HWPOISON
Posted Aug 31, 2009 6:36 UTC (Mon) by
jzbiciak (
✭ supporter ✭, #5246)
In reply to:
HWPOISON by giraffedata
Parent article:
HWPOISON
There are a couple things at play here:
- The MCA can occur on any "word", where "word" is defined by the width of the ECC code applied at the corresponding level of memory. It could be a 64-bit word on a 64-bit + 8-bit DRAM bus, or it could be on the order of a 64-byte cache line. (I think Athlon's on-chip ECC works on whole cache lines, but I admit to not knowing for sure. I know a particular DSP core's L2 cache ECC works in terms of 256-bit data phases on the chips that support that feature.)
- The CPU need not have referenced the particular word that triggered the fault. A CPU read, or better yet, a data prefetch (either triggered explicitly by an instruction or implicitly by a prefetch engine) may have triggered the memory reference that triggered the MCA. If the faulting word is due to a prefetch, or is late in the cache line that was read due to a demand fetch, that data may arrive at the CPU quite long after the instruction that triggered that line fill.

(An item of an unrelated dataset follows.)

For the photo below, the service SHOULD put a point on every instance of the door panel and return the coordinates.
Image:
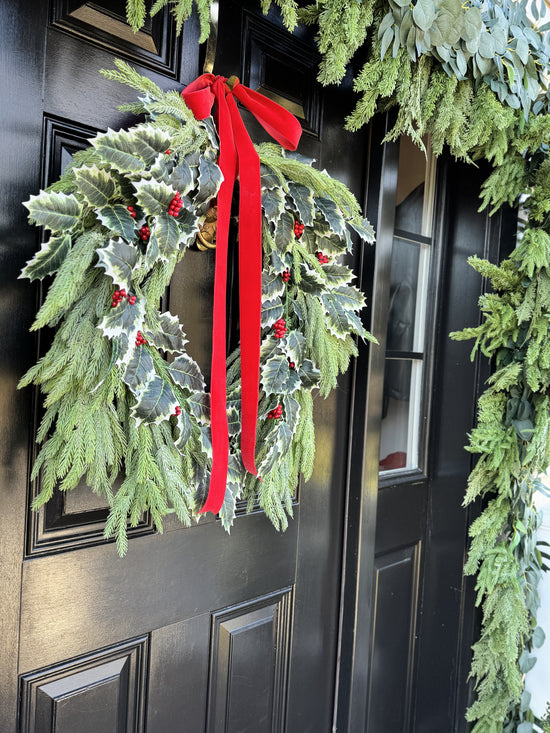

- Whether or not the CPU referenced the particular word that triggered the fault, the existing MCA may consider such faults catastrophic at the task level, and so does not bother to precisely track which instruction(s) may have consumed the bogus data. (See Chapter 15 in this reference where it says: "The implementation of the machine-check architecture does not ordinarily permit the processor to be restarted reliably after generating a machine-check exception.") All that's necessary is to keep track of which task(s) to kill, which is mainly a function of keeping track of the physical address that had a fault.
- In some systems, the MC exception could be asserted by the chipset, not the CPU. The chipset may actually detect the fault and alert the CPU via an exception pin, but nothing really aligns that exception to the data's arrival. Note that this property would be system dependent—not all systems would necessarily be this imprecise.